As I said the problem with truncating is that every time you run it you'll wind up allocating new IDs to the new records, and new creation times, which isn't ideal.
I don't understand the overall strategy here.
- If the list of words is always going to come from a static data file, and the spam scorer doesn't do any joins (it's just doing the equivalent of a
SELECT * from spammy_phrasesat the moment) then perhaps we should be using frozen_records? This will load them on app boot. It's what we do for the communities. - If admins are going to be able to add/remove phrases individually, through some sort of UI, or if they are somehow being used in joins or other queries, then it makes sense to have a database table.
But from what I understand, we're trying to make the half-way house - the phrases are in the db, but then we want to just load them read-only from a data file. Is that right?
I did question the whole logic in the other PR but other people seemed keen and it didn't really seem worth spending time fighting over and I'm assuming there's no plan to add a significant number of entries or performance would definitely become untenable.
I can't remember what the history of this whole feature was but in general I consider the whole approach of trying to build a set of "bad words" to be hopeless tilting at windmills.
we're trying to make the half-way house - the phrases are in the db, but then we want to just load them read-only from a data file
Ugh, you are right. I should have stepped back for a moment when considering those proposals. That's on me.
I consider the whole approach of trying to build a set of "bad words" to be hopeless tilting at windmills.
I agree that it's not great. However my understanding is that it's still helpful. At https://github.com/openstreetmap/openstreetmap-website/pull/6044#issuecomment-3385621582, @firefishy said:
Yes, this will help to reduce the 100s of spam accounts that are created each day. This isn't the ultimate solution, but an intermediate measure. It should catch around 15% of the spam accounts.
I understand that the "15%" figure is an estimate and I don't intend to take it literally. What I do take from the comment is that the feature can lead to a noticeable reduction in the manual anti-spam work, while other solutions are studied.
I don't have access to the data or the admin/moderation interfaces, so I'm flying blind here and can only go with what those with access say. If an admin says that this can land us a noticeable reduction, that's a relatively concrete data point that I can work with. It's also a relatively simple thing to implement, so it scores just ok under "High Impact" and very well under "Low Effort". To me this sounds good enough to give it a go.

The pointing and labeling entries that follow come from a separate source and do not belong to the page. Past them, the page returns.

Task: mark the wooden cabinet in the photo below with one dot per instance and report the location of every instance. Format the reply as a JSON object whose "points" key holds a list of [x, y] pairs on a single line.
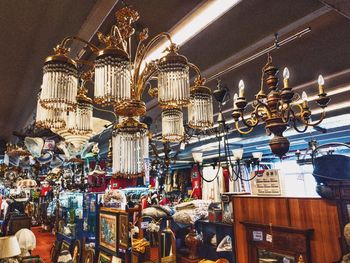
{"points": [[268, 243], [301, 213]]}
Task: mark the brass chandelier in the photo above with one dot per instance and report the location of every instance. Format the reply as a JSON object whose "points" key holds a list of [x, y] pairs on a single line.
{"points": [[120, 80], [278, 109]]}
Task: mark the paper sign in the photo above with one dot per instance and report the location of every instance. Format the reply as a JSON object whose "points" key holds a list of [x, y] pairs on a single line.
{"points": [[49, 145], [144, 225], [269, 238], [258, 236]]}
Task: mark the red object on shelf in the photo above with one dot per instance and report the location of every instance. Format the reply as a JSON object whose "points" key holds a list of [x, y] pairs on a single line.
{"points": [[196, 183], [120, 183]]}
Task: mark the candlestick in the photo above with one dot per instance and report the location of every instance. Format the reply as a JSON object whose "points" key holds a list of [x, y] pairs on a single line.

A specific counter-argument is that the list of phrases could grow too big. I understand that. My thinking is that this isn't a user-facing feature, but one for the admins. If and when things get out of hand, admins can rein it in themselves. With any luck, we'll have other solutions ready by then. This is only a temporary stopgap to help reduce actual, measurable, manual work that is currently taking place.
Honest questions: does my logic make sense? Are there other opinions, feedback, or data points to contradict it or make a different argument? I am happy to ditch the whole thing if it really doesn't make sense.
Should this feature stay, there's the issue of the implementation detail. I would be happy to revert the migration and return to just holding the phrases in memory. Before that I have to ask: what would admins, as its users, prefer for an interface?
- A web interface, accessible by admins.
- Load from a file.
- Both? Other?
I don't have a technical opinion on how the backend is best implemented (DB / Data File / YAML / etc), I only care about the outcome in having a managed list of words influence the spam score of user profiles. Ultimately higher spam scores leading to more SEO spam users being automatically suspended after crossing the spam score threshold.
I'd preference would be a file (managed via chef) or rake task (triggered via chef) which updates the list, rather than a UI.
I have WIP standalone code which builds a list of spammy words based on what SEO spam users have been suspended (or deleted) in the past. The code in future also be modified to produce regex or bayesian filter style word/score list.
Wouldn't a chef-managed file mean that the list is public or are you thinking about getting the list itself from somewhere else and just have chef apply it?
There is a separate private part of chef though that's mostly (possibly only) data bags but we could use one one of those.
Unless anyone disagrees (and please do voice it), I intend to leave this as is and move on to a different piece of work.
On one hand, my implementation is not great as discussed above. There's no point in using the DB when we don't need a web interface. A static file would have sufficed and would probably be more performant.
On the other hand, the feature is already in use. Admins have added lists of phrases to the DB, and these are being used for spam scoring as I write these lines. Let's wait and see how this works out. Perhaps it's completely useless and we decide we may as well scrap the whole feature. Or perhaps we think it's successful, and then we can look into potential improvements, which may include moving to in-memory data.
Additionally, I experimented a bit with our Chef config, to see what it would take to get this working with a "data bag", etc. I cannot get the thing to run (issue filed at https://github.com/openstreetmap/chef/issues/816), so that would delay me even longer. I don't think it's worth it at this time.